Immediately after removal, the prostate gland was transferred to a sterile box and cooled. Tissue slices of 0.5-1 cm thickness were prepared and divided into left and right half. These were embedded into a freezing matrix and shock frozen. The remains of the prostate gland were fixed in formaldehyde solution and further treated according to common standard methods. For the preparation of tissue samples thin sections of both sides of the prostate gland were taken and stained with Haematoxilin-Eosin. These sections were stored at −80° C. until they were used. Control tissue samples were taken from tumour-free regions and treated identically.

Sample Preparation

Proteins were lysed with 100 μl of a boiling solution containing 2% SDS, 0.1 M Tris pH 8.8 and protein concentration was determined with the bicinchoninic acid-method.

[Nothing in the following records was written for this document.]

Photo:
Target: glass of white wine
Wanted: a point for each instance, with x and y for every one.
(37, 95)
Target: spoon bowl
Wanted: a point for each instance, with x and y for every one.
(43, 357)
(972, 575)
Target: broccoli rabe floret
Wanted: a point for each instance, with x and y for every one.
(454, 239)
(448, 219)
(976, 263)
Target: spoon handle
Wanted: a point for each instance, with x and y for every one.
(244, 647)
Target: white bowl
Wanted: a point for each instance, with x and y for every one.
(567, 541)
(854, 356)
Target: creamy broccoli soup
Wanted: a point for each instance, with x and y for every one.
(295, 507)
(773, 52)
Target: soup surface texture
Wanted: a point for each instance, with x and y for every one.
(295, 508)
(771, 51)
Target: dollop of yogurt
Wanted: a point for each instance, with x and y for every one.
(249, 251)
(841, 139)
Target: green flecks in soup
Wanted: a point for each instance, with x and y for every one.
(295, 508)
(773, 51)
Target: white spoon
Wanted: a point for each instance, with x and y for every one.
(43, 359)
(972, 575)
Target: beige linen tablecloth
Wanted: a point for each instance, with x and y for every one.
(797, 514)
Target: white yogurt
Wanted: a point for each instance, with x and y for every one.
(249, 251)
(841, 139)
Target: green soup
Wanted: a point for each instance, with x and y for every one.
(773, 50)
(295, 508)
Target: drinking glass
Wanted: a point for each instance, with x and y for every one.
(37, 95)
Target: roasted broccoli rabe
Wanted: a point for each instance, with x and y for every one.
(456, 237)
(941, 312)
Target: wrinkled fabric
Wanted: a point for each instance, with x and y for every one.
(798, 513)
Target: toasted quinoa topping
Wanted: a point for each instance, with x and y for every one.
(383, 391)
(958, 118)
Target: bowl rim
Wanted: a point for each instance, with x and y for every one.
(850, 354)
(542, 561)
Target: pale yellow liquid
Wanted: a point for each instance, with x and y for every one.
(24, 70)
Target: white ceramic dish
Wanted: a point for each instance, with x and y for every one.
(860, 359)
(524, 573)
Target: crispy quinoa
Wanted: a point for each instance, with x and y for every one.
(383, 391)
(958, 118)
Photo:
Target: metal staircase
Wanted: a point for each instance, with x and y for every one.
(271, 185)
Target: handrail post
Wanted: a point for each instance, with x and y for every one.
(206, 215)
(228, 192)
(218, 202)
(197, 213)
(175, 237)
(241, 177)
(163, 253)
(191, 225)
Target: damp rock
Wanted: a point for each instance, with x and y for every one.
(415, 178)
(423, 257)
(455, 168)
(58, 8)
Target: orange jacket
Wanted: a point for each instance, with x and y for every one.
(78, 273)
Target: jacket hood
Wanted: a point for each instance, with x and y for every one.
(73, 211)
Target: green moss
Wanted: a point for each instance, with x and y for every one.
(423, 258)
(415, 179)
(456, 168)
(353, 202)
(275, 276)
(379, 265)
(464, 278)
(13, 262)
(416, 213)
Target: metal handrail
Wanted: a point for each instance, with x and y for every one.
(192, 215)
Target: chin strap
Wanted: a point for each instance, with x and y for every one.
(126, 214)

Iodination with ¹²⁵I or ¹³¹I respectively, two-dimensional polyacrylamide gel electrophoresis and data analysis were performed according to common protocols (Cahill et al., 2003 Rapid Communications in Mass Spectrometry 17: 1283-1290). Radioactive iodine was purchased from Amersham Bioscience (Freiburg, Germany). Iodination reactions were performed separately with equal concentrations of either ¹²⁵I or ¹³¹I.

Polyacrylamide Gel Electrophoresis

For application on the polyacrylamide gels identical amounts of proteins of the labelled samples (cancer tissue and control tissue) were mixed. For isoelectric focussing (IEF) in the ranges of pH 4-7 and 6-11 samples were diluted in a common sample buffer and loaded on 18 cm pH-gradient (IPG) stripes (Amersham Bioscience). IEF as the first dimension of separation of proteins by 2D-PAGE was performed on a Multiphor apparatus (Amersham Bioscience). The second dimension (SDS-PAGE) was performed on an ISO-DALT apparatus (Höfer). Gels were dried, laminated on an 80 μm plastic film and finally measurement of the signals of the two radioactive isotopes was carried out.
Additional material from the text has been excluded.